In compiling Welsh mining word lists there will be some that differ materially between north and south Wales, reflecting the more general north/south linguistic divide.
The anthracite coal mining area of West Glamorgan and East Carmarthenshire had many specialist Welsh terms not used in the remainder of the south Wales coalfield. This reflects the different nature of anthracite ['glo carreg' = stone coal, relfecting its hardness] to bituminous coal and the resulting different working techniques and hence specialist vocabulary.
A couple of coal mining terms from south east Carmarthenshire that I can recall:
bradish = towing belt
sten [with a roof-shaped accent on the 'e'] = water jack
uwch ['sow'] = bell stone
As someone observed earlier on this thread, quite a few words are transliterations from English. They are however accepted as the correct Welsh version. English has been such a dominant language that numerous examples of loan-words for technical terms and new objects are inevitable. Welsh is certainly not the only language so affected - virtually every language has borrowed from English.

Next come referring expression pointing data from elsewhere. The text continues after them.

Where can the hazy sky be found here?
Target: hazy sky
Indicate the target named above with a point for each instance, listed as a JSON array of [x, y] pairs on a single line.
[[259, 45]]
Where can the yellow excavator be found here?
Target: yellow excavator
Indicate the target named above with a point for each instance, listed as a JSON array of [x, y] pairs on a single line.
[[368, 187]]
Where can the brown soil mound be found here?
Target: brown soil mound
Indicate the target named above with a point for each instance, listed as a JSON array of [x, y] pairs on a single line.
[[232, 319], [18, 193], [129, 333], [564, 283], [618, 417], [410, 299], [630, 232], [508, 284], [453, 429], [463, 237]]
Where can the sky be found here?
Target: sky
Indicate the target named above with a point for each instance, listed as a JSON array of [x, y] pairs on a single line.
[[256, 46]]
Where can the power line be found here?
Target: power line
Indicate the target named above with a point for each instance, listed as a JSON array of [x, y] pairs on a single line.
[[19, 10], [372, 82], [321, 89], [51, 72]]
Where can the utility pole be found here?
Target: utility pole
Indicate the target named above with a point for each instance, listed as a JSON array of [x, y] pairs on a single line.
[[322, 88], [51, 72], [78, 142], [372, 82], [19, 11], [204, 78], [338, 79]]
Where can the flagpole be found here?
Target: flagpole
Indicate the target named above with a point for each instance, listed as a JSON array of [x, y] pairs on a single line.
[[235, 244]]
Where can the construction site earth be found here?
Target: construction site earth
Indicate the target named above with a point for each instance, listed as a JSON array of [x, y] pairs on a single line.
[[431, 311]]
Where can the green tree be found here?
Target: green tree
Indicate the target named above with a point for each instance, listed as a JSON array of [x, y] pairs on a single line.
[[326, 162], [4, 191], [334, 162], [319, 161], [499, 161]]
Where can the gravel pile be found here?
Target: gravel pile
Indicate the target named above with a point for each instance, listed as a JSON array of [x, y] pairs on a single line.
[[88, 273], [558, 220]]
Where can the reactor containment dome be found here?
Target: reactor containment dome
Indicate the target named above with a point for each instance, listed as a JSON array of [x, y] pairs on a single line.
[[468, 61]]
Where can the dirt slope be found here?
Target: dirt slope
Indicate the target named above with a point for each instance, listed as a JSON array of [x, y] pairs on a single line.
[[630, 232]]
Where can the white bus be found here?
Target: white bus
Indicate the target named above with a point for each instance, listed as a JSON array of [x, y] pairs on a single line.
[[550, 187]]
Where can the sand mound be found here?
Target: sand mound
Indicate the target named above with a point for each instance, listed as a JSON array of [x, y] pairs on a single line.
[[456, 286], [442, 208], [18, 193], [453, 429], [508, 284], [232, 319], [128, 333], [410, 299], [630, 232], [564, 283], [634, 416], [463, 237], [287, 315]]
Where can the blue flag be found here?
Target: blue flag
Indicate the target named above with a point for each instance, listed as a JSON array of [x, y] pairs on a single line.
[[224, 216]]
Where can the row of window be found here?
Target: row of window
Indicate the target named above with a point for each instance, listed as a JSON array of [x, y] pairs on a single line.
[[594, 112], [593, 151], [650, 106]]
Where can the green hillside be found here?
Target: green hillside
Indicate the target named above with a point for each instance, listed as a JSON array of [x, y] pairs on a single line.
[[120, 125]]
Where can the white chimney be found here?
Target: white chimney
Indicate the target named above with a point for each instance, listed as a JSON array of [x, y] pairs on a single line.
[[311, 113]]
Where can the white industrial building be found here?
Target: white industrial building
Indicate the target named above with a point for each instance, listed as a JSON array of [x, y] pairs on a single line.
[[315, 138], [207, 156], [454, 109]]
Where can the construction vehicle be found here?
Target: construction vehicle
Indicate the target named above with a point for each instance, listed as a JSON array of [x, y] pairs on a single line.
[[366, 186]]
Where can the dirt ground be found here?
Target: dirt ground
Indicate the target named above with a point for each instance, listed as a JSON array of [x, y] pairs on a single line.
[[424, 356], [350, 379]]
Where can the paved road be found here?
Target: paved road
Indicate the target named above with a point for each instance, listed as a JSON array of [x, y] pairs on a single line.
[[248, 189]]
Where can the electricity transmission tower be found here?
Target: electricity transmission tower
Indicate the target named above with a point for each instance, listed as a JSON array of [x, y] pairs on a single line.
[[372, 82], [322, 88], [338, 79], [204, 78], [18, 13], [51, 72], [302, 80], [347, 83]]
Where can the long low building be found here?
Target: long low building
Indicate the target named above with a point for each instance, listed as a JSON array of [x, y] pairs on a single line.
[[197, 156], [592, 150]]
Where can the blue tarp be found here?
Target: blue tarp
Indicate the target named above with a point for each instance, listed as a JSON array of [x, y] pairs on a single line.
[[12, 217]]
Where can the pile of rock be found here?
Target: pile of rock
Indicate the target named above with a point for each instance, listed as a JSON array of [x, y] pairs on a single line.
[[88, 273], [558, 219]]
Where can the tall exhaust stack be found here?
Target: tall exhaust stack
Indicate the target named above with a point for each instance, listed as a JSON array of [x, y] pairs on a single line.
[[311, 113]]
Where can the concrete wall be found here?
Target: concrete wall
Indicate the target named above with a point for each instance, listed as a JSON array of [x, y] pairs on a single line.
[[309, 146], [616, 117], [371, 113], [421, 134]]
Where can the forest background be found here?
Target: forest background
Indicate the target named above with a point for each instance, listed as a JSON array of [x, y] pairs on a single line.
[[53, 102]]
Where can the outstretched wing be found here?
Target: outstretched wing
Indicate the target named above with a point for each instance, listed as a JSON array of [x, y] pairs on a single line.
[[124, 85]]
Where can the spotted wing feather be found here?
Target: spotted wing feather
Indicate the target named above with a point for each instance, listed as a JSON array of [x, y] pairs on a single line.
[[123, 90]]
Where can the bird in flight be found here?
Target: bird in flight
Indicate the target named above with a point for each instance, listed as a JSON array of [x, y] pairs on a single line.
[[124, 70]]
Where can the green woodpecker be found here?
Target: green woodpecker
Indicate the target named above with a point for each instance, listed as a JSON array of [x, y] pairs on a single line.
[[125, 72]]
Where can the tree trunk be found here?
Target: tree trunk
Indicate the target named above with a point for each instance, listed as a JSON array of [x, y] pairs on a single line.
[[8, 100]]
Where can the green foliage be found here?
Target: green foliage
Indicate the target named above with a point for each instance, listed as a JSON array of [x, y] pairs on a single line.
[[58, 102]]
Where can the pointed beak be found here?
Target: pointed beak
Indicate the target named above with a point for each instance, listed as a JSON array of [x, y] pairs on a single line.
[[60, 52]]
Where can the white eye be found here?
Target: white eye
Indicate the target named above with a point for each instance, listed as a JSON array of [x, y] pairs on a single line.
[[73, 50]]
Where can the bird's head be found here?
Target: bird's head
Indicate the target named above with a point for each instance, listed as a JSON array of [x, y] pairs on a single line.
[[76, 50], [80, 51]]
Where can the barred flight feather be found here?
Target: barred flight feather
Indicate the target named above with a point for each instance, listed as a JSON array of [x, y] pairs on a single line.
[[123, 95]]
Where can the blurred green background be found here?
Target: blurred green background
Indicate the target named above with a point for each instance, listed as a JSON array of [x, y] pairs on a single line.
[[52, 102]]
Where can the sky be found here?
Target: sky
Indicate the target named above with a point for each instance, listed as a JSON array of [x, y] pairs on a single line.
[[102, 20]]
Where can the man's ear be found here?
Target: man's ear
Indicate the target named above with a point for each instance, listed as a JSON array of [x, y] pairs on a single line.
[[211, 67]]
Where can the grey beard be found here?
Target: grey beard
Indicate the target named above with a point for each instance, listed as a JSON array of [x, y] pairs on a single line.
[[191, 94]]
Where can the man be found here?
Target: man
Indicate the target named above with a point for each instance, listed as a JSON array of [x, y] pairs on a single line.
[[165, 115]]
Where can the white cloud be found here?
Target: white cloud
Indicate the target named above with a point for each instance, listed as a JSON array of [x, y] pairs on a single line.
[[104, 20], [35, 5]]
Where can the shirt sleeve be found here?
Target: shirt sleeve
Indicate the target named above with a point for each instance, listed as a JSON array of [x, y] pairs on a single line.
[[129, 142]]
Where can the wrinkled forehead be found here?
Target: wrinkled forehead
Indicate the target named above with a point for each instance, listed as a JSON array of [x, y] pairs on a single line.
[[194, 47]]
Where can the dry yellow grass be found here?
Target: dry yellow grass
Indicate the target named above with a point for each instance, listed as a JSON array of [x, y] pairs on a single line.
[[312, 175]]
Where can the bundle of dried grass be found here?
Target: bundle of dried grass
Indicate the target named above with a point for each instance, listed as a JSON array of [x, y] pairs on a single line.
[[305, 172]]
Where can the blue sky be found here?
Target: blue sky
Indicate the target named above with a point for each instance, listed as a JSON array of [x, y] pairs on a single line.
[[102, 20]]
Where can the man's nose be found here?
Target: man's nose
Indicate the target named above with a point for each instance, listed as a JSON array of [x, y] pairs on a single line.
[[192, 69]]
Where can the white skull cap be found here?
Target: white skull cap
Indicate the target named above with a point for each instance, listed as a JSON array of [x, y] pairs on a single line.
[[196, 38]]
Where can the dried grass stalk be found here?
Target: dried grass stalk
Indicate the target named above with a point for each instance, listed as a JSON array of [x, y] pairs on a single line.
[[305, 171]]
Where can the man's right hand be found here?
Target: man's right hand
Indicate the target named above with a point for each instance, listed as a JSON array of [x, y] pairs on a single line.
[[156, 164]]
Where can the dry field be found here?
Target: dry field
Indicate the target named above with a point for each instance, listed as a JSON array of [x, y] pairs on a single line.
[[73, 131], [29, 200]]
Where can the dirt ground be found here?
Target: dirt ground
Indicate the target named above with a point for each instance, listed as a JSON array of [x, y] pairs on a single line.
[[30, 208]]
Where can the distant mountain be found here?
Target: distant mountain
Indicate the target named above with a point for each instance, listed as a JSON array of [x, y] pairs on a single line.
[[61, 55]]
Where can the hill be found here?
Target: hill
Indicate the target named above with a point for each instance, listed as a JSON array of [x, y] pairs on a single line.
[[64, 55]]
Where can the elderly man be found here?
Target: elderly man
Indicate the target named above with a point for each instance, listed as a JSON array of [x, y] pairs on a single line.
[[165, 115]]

The widepsread adoption of Cornish terms in the field of non-ferrous metal mining, commented on in this thread, is a good example of how a technically dominant linguistic group results in their terminology becoming widely adopted.
At least one Welsh word with a strong mining connection was adopted abroad. Silica bricks for furnace linings were developed in the early C19 at the head of the Neath Valley using silica rock from the outcrop at Craig y Ddinas ['City Rock' - legend says that Arthur lies beneath it, awaiting a call to arms to battle the Saxons], worked from quarries that soon became mines. The trade name 'Dinas' [in Welsh, 'd' mutates to 'dd' after a vowel, or an auxilary vowel such as 'y', hence the slightly different spelling] became the generic name for silica bricks and silica rock. With the Welsh iron and non-ferrous smelting industries being internationally pre-eminent in the early and mid C19, the term was widely adopted abroad. The result was that the word for silica rock in French, German and Russian was, until the 1960s (when more technically precise terms were substituted), 'dinas'.